Sometimes for a minute or two the young seraph Cuchulain would look from the judge to the judged as they crouched back or strained forward, the good and the bad all in the same tremble of fear, all unknowing which way their doom might lead. They did not look at each other. They looked at the judge high on his ebon throne, and they could not look away from him. There were those who knew, guessed clearly their doom; abashed and flaccid they sat, quaking. There were some who were uncertain--rabbit-eyed these, not less quaking than the others, biting at their knuckles as they peeped upwards. There were those hopeful, yet searching fearfully backwards in the wilderness of memory, chasing and weighing their sins; and these last, even when their bliss was sealed and their steps set on an easy path, went faltering, not daring to look around again, their ears strained to catch a--"Halt, miscreant! this other is your way!"
So, day by day, he went to stand near the judge; and one day Rhadamanthus, looking on him more intently, lifted his great hand and pointed--
"Go you among those to be judged," said he.
For Rhadamanthus knew. It was his business to look deep into the heart and the mind, to fish for secrets in the pools of being.
And the young seraph Cuchulain, still rolling his golden curl between his lips, went obediently forward and set down his nodding plumes between two who whimpered and stared and quaked.
When his turn came, Rhadamanthus eyed him intently for a long time--
"Well!" said Rhadamanthus.
The young seraph Cuchulain blew the curl of gold away from his mouth--
"Findings are keepings," said he loudly, and he closed his mouth and stared very impertinently at the judge.
"It is to be given up," said the judge.
"Let them come and take it from me," said the seraph Cuchulain. And suddenly (for these things are at the will of spirits) around his head the lightnings span, and his hands were on the necks of thunders.
For the second time in his life Rhadamanthus was disturbed, again he scratched his head--
"It's a fix," said he moodily. But in a moment he called to those whose duty it was--
"Take him to this side," he roared.
And they advanced. But the seraph Cuchulain swung to meet them, and his golden hair blazed and shrieked; and the thunders rolled at his feet, and about him a bright network that hissed and stung--and those who advanced turned haltingly backwards and ran screaming.

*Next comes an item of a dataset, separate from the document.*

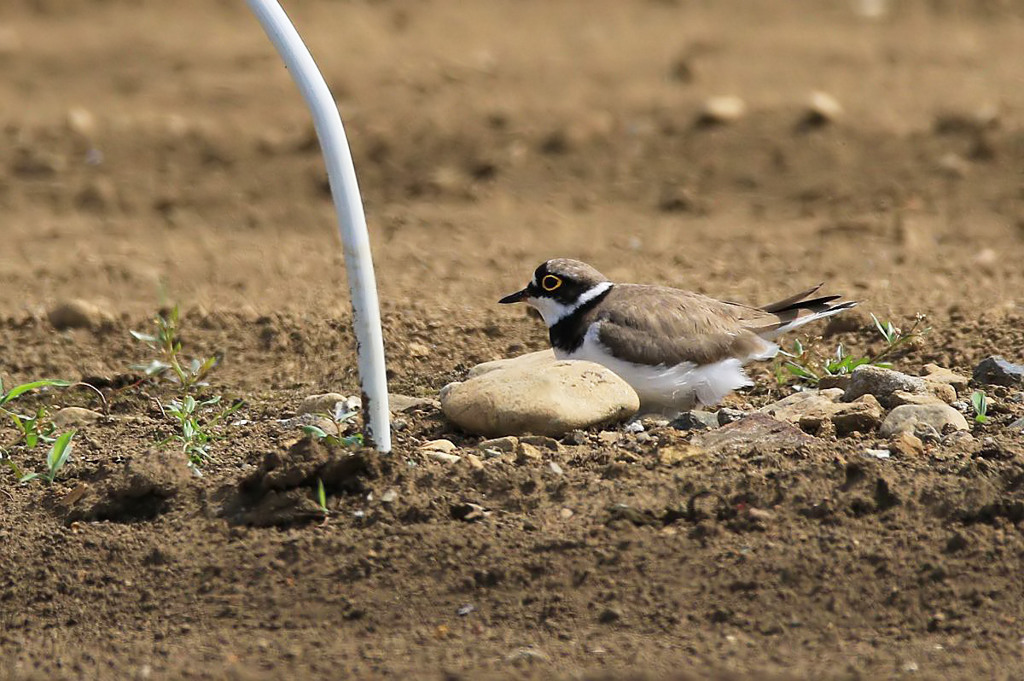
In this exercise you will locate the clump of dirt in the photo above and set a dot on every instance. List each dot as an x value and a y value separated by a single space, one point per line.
282 492
142 488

"It's a fix," said Rhadamanthus; and for a little time he stared menacingly at the seraph Cuchulain.
But only for a little time. Suddenly he put his hands on the rests of his throne and heaved upwards his terrific bulk. Never before had Rhadamanthus stood from his ordained chair. He strode mightily forward and in an instant had quelled that rebel. The thunders and lightnings were but moonbeams and dew on that stony carcass. He seized the seraph Cuchulain, lifted him to his breast as one lifts a sparrow, and tramped back with him--
"Fetch me that other," said he, sternly, and he sat down.
Those whose duty it was sped swiftly downwards to find Brien of the O'Brien nation; and while they were gone, all in vain the seraph Cuchulain crushed flamy barbs against that bosom of doom. Now, indeed, his golden locks were drooping and his plumes were broken and tossed; but his fierce eye still glared courageously against the nipple of Rhadamanthus.